Conditions: Suspected Reflux

 

What is suspected reflux?

As implied by the term, suspected reflux is when the problems a person reports and the findings on exam make reflux the most likely explanation for the symptoms. Reflux symptoms vary from person to person and from time to time. These symptoms are non-specific, meaning for a given symptom (such as throat clearing, as an example) there are multiple potential conditions that might account for that problem. In assessing one or more potentially related symptoms, a physician will consider statistical prevalence of various conditions as well as the danger of these potential causes when formulating a diagnosis or short list of possible diagnoses and a plan for further investigation or treatment.


What is a trial of therapy for reflux?

When reflux is suspected, gathering information to support or refute this hypothesis may be undertaken in a variety of ways. Of these options, risk, discomfort, and resources are considerations a physician will incorporate into a recommendation. One safe, inexpensive, and easy first step toward better assessing for the presence of reflux is to undertake a short period of treatment for reflux and assessing the response.

For many patients, a one-month trial of a reflux medication (such as omeprazole 20 mg daily) as well as reasonably strict adherence to diet and lifestyle measures aimed at minimizing reflux may be recommended. As an additional effort to investigate reflux as a cause of the offending symptoms, one may then stop using medication for reflux and stop dietary and lifestyle efforts to curb reflux after the month trial, and then assess for worsening of symptoms.


How can someone track their reflux symptoms?
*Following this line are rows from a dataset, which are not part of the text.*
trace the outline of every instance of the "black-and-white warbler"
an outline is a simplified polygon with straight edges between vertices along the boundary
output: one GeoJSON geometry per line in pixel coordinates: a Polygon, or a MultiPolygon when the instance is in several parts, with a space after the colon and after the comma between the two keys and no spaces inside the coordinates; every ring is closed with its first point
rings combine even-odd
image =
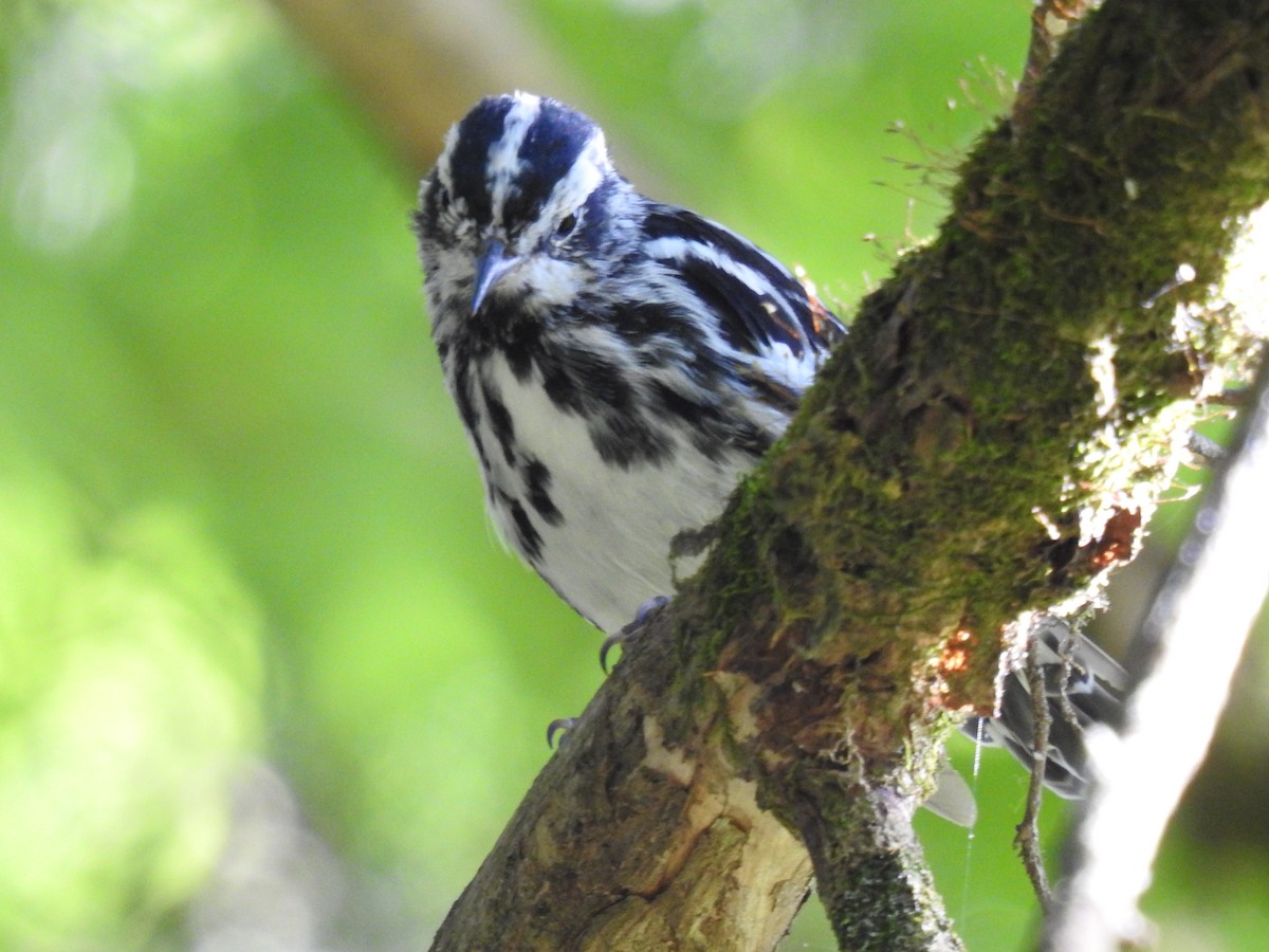
{"type": "Polygon", "coordinates": [[[671,593],[671,542],[720,515],[845,330],[753,242],[636,192],[589,118],[525,93],[449,131],[416,230],[490,514],[615,635],[671,593]]]}

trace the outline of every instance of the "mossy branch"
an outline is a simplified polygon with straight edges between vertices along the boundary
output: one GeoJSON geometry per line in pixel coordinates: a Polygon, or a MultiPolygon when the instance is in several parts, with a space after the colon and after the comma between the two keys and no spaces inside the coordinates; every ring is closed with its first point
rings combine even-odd
{"type": "Polygon", "coordinates": [[[1204,301],[1269,199],[1266,74],[1269,0],[1077,28],[437,948],[770,948],[812,863],[844,946],[958,946],[909,825],[945,712],[989,711],[1010,623],[1128,555],[1204,374],[1249,349],[1204,301]]]}

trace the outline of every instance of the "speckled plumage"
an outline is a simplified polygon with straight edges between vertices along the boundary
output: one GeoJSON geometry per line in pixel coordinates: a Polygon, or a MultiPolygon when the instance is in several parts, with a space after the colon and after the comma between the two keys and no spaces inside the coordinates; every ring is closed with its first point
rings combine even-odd
{"type": "Polygon", "coordinates": [[[637,193],[590,119],[524,93],[450,129],[416,226],[492,519],[617,632],[673,592],[671,539],[718,515],[841,325],[755,245],[637,193]]]}

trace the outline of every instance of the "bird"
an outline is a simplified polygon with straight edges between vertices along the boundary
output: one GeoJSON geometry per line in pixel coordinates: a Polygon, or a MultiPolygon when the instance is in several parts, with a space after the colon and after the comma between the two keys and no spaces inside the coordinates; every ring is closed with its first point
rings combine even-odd
{"type": "MultiPolygon", "coordinates": [[[[619,636],[692,571],[700,556],[676,539],[721,515],[845,325],[754,242],[638,192],[594,121],[529,93],[485,98],[449,129],[414,230],[494,524],[619,636]]],[[[1015,754],[1029,736],[989,726],[1015,754]]]]}

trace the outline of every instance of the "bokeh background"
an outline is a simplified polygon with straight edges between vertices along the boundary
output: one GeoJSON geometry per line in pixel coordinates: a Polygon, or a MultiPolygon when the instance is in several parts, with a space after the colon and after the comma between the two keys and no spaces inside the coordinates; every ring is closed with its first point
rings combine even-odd
{"type": "MultiPolygon", "coordinates": [[[[437,0],[348,58],[321,6],[0,3],[0,948],[425,947],[599,684],[598,635],[492,534],[428,336],[409,213],[467,104],[584,107],[645,190],[849,312],[937,225],[1029,13],[437,0]]],[[[1269,934],[1256,642],[1237,693],[1162,948],[1269,934]]],[[[1025,948],[1025,779],[989,751],[973,784],[976,830],[920,829],[970,948],[1025,948]]],[[[815,902],[787,947],[834,947],[815,902]]]]}

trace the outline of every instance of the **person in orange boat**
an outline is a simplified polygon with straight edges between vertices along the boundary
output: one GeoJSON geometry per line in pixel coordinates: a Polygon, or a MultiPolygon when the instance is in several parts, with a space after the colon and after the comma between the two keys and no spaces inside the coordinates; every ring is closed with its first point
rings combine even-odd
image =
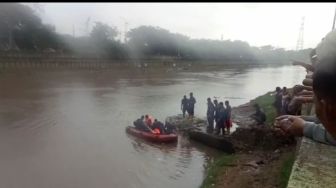
{"type": "Polygon", "coordinates": [[[154,120],[153,126],[151,127],[155,134],[164,134],[164,125],[157,119],[154,120]]]}
{"type": "Polygon", "coordinates": [[[150,116],[150,115],[145,115],[145,124],[148,126],[148,127],[151,127],[153,125],[153,117],[150,116]]]}

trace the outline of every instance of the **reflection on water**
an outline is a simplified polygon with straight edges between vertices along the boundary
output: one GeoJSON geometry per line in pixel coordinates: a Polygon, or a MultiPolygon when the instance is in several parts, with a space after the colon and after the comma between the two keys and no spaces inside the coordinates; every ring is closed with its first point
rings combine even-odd
{"type": "Polygon", "coordinates": [[[203,117],[207,97],[236,106],[304,75],[291,66],[1,73],[0,187],[198,187],[216,150],[182,135],[149,143],[125,127],[181,113],[190,91],[203,117]]]}

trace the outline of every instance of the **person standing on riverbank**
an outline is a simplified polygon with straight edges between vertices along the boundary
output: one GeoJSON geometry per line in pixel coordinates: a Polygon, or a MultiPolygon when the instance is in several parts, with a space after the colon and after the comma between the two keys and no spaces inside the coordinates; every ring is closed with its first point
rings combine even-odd
{"type": "Polygon", "coordinates": [[[276,87],[275,89],[275,101],[273,103],[273,106],[276,110],[277,116],[281,115],[281,109],[282,109],[282,94],[281,94],[281,88],[276,87]]]}
{"type": "Polygon", "coordinates": [[[208,98],[208,110],[207,110],[207,119],[208,119],[208,133],[213,133],[214,129],[214,119],[215,119],[215,106],[212,103],[211,99],[208,98]]]}
{"type": "Polygon", "coordinates": [[[226,121],[225,121],[225,127],[227,130],[227,133],[230,134],[230,128],[232,127],[232,120],[231,120],[231,106],[229,104],[229,101],[225,101],[226,106],[226,121]]]}
{"type": "Polygon", "coordinates": [[[283,87],[282,89],[282,108],[281,108],[281,113],[282,115],[287,114],[287,107],[289,103],[289,92],[287,91],[286,87],[283,87]]]}
{"type": "Polygon", "coordinates": [[[186,95],[183,96],[183,99],[181,101],[181,110],[182,110],[183,118],[185,118],[185,113],[188,110],[188,99],[186,95]]]}
{"type": "Polygon", "coordinates": [[[250,117],[253,118],[257,125],[262,125],[266,121],[266,115],[261,111],[259,104],[254,104],[253,107],[256,109],[256,113],[252,114],[250,117]]]}
{"type": "Polygon", "coordinates": [[[225,135],[225,120],[226,120],[226,110],[224,107],[223,102],[219,103],[219,113],[218,113],[218,123],[217,123],[217,130],[216,134],[220,135],[222,132],[223,135],[225,135]]]}
{"type": "Polygon", "coordinates": [[[194,117],[194,108],[195,108],[195,103],[196,103],[196,99],[193,96],[193,93],[190,93],[190,97],[188,100],[188,108],[189,108],[189,117],[193,118],[194,117]]]}
{"type": "Polygon", "coordinates": [[[218,121],[219,121],[219,104],[218,104],[218,101],[215,99],[214,100],[214,106],[215,106],[215,129],[218,130],[219,127],[218,127],[218,121]]]}

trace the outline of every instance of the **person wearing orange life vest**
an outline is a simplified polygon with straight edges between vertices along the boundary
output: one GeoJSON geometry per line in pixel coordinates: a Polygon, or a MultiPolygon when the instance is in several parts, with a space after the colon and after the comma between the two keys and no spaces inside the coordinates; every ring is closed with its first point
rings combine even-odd
{"type": "Polygon", "coordinates": [[[151,127],[155,134],[164,134],[165,128],[162,122],[158,121],[157,119],[154,120],[154,123],[151,127]]]}
{"type": "Polygon", "coordinates": [[[145,115],[145,124],[148,126],[148,127],[151,127],[153,125],[153,117],[152,116],[149,116],[148,114],[145,115]]]}

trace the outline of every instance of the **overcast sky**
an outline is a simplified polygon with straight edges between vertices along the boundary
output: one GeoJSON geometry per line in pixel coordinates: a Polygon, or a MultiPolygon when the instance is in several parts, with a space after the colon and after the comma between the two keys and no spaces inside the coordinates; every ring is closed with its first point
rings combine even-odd
{"type": "MultiPolygon", "coordinates": [[[[25,3],[27,4],[27,3],[25,3]]],[[[32,4],[31,4],[32,5],[32,4]]],[[[302,17],[304,48],[315,47],[332,28],[335,3],[40,3],[43,20],[59,33],[85,34],[101,21],[124,32],[140,25],[159,26],[190,38],[243,40],[295,49],[302,17]]]]}

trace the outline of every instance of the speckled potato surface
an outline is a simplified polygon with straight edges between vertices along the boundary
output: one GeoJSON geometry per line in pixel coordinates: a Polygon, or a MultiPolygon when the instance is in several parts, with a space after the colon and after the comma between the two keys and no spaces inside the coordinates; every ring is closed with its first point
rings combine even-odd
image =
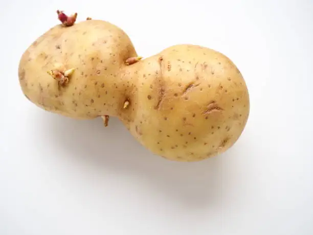
{"type": "Polygon", "coordinates": [[[198,161],[236,142],[248,120],[249,96],[229,58],[180,45],[125,63],[137,56],[126,33],[108,22],[56,25],[22,56],[20,83],[31,102],[49,112],[118,117],[143,146],[168,159],[198,161]],[[47,73],[60,68],[75,68],[63,86],[47,73]]]}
Since the symptoms of reflux may respond to medication and diet and lifestyle changes gradually over weeks, improvement in symptoms may not be sudden or striking. One way of assessing for improvement is to complete the reflux symptom index survey before a trial of therapy, then again at two, four, and six weeks afterwards.


How does one proceed after a trial of therapy for reflux?

The degree of improvement, if any, in symptoms after a trial of therapy for reflux may be sufficient for a more definitive diagnosis of reflux. If, for example, the symptoms of concern improve significantly during therapy, but then return after stopping therapy, these results may support the diagnosis adequately for a patient and their physician to move on to long-term management of reflux. Alternatively, if symptom improvement is weak or absent, then more definitive investigations for the cause of symptoms may be advised.


How is reflux diagnosed more definitively?

While there is not one perfect test for diagnosing reflux, the following list includes some procedures that may be diagnostically valuable:

  • Barium swallow study (sometimes combined with a modified barium swallow study): This test consists of taking multiple x-rays during the swallowing process. In the radiology suite, food that has some barium in it is given to the patient. The barium, which tastes and feels a little chalky, allows the food bolus to show up well on the x-rays. Swallow study testing is often used when a patient’s symptoms include swallowing difficulty, as this testing may demonstrate any of a number of causes for swallowing problems. A barium swallow study may show reflux happening during the study, and visualizing this does confirm the presence of reflux. If reflux is not seen during the barium swallow study, this does not prove that reflux does not happen.

  • Flexible fiberoptic laryngoscopy: This safe and quick visual examination of the throat is performed in an ENT office to inspect for conditions that may account for throat or voice symptoms. While reflux may cause some swelling and redness in the throat, this study cannot definitively prove reflux is present; rather, it helps rule out other conditions with overlapping symptoms.

  • Esophagogastroduodenoscopy (EGD): Also known as an “upper GI scope,” this is a visual inspection of the esophagus, stomach, and upper part of the small bowel. This study may be combined with biopsies, which may diagnose a condition of severe chronic reflux called Barrett’s esophagitis. An EGD may show inflammation of the esophagus, which may support the diagnosis of reflux, but the absence of inflammation is considered by many not to be proof of the absence of reflux. An EGD may also demonstrate the presence of a hiatal hernia, which is known to promote reflux. An EGD may also identify problems other than reflux.

  • 24 hour pH probe: A flexible tube containing one or more pH sensors can be routed from the nose, down the throat, and on to the esophagus, where it is left in place for 24 hours. During this time, the individual is advised to go about their normal everyday activities, so as to be representative. Some 24 hour pH probes also are used with a remote control button that the user can push whenever they feel symptoms. This time stamped data can then be compared to episodes of acid recorded in the esophagus.

  • 24 hour impedance probe: This is very similar to the 24 hour pH probe, but the difference is that an impedance sensor may detect the presence of liquid, even if it is not acidic.